Rep. Tyler Paul Smith, a Bremen Republican who chairs the House Judiciary Non-Civil Committee and who is a co-sponsor of the bill, pushed back on that interpretation of what the bill does.
“I don’t think this bill does away with the death penalty as a whole. I think it aims to do away with it for those with intellectual disabilities,” Smith said.
Smith also said to McGinley: “This bill didn’t come about because of good prosecutors like you.”
Local prosecutors have, however, embraced another change in the bill that would lower the high legal bar that Georgia has set for proving someone is intellectually disabled. Georgia is the only state that requires defendants to prove beyond a reasonable doubt – which is the highest threshold possible – that they are intellectually disabled.
Georgia became the first state with the death penalty to ban the execution of intellectually disabled defendants when it passed a law in 1988, which was well ahead of a U.S. Supreme Court ruling that said executing someone who is intellectually disabled amounted to cruel and unusual punishment.
But in the nearly four decades that have passed, no one charged with intentional murder has succeeded in clearing that high bar.

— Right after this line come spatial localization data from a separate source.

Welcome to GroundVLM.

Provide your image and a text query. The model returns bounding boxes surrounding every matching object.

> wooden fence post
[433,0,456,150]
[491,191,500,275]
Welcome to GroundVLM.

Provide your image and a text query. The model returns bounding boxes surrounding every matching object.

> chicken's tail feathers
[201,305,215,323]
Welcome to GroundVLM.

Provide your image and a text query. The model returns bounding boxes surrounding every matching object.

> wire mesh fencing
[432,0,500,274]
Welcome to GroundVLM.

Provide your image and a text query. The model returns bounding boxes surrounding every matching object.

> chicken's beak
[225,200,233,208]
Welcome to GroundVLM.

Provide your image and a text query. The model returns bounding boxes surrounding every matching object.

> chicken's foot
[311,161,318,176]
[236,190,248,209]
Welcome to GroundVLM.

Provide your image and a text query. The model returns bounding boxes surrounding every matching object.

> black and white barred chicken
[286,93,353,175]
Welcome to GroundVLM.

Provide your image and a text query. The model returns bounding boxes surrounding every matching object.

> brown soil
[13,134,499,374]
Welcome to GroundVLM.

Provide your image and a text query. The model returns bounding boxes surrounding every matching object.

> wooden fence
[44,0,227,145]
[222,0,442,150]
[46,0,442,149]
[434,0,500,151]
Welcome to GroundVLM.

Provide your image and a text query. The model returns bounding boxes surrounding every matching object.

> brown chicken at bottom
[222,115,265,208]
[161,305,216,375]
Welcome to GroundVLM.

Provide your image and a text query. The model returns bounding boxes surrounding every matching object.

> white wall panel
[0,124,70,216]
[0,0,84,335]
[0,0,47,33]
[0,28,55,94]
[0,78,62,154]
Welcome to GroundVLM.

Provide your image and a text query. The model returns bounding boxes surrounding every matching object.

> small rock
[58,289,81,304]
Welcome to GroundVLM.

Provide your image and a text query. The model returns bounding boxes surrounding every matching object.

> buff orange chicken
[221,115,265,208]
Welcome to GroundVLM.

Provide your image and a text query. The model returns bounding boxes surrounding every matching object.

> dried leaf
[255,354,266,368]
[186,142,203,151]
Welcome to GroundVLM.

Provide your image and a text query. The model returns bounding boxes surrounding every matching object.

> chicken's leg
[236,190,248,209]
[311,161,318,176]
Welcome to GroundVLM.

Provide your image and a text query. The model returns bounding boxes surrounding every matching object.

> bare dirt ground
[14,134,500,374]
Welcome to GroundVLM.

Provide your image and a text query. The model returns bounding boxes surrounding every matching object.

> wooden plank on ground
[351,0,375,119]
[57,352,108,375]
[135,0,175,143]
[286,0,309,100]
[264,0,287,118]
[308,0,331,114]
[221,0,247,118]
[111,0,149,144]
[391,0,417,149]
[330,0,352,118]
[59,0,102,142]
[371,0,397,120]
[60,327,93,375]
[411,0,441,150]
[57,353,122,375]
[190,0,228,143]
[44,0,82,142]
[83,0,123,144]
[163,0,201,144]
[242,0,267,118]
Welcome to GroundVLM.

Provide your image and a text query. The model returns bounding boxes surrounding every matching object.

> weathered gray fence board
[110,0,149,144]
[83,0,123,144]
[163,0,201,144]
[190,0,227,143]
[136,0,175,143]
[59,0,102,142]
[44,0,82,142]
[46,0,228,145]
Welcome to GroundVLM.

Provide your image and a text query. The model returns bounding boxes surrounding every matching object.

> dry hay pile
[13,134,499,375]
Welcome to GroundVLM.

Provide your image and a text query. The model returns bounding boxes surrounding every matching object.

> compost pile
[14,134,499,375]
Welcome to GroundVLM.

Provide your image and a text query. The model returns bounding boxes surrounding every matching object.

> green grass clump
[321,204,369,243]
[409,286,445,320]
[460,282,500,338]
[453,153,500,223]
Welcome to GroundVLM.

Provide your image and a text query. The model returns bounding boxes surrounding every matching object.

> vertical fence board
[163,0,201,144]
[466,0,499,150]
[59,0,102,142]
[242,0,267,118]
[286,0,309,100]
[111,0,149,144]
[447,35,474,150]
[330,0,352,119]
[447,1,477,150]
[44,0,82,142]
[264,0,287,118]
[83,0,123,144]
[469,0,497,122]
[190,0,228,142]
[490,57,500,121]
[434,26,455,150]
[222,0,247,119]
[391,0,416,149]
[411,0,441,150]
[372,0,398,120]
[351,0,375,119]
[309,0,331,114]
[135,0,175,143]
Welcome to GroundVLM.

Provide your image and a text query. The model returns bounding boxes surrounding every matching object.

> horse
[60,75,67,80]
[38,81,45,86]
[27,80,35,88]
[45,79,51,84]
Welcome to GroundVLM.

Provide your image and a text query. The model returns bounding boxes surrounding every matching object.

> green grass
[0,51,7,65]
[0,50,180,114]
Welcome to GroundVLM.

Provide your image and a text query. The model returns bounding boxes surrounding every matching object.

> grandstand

The district attorneys who fought the bill said this is because prosecutors are not seeking the death penalty for people who are intellectually disabled. But over the years, there have been inmates executed in Georgia whose intellectual capacities are still being hotly debated, including as recently as last year.
“We can debate that until we’re blue in the face,” Michael Admirand, staff attorney with the Southern Center for Human Rights. “I think the question for this committee isn’t whether or not we have. It’s whether there’s too high a risk that we will, and this bill would ensure that we don’t.”
The bill received a boost Wednesday from Majority Leader Chuck Efstration, a Mulberry Republican who made the motion that advanced the bill out of committee for the first time in the string of efforts over the years to pass a similar bill.
“It was a very loud unanimous ‘yes’ that ended with an applause from the committee members, and I don’t know if I’ve seen that before,” Werkheiser said after the vote.
The bill, which now heads to the gatekeeping rules committee, would not apply to anyone already on death row. Bills have until March 6 to clear at least one chamber to have the clearest path to becoming law.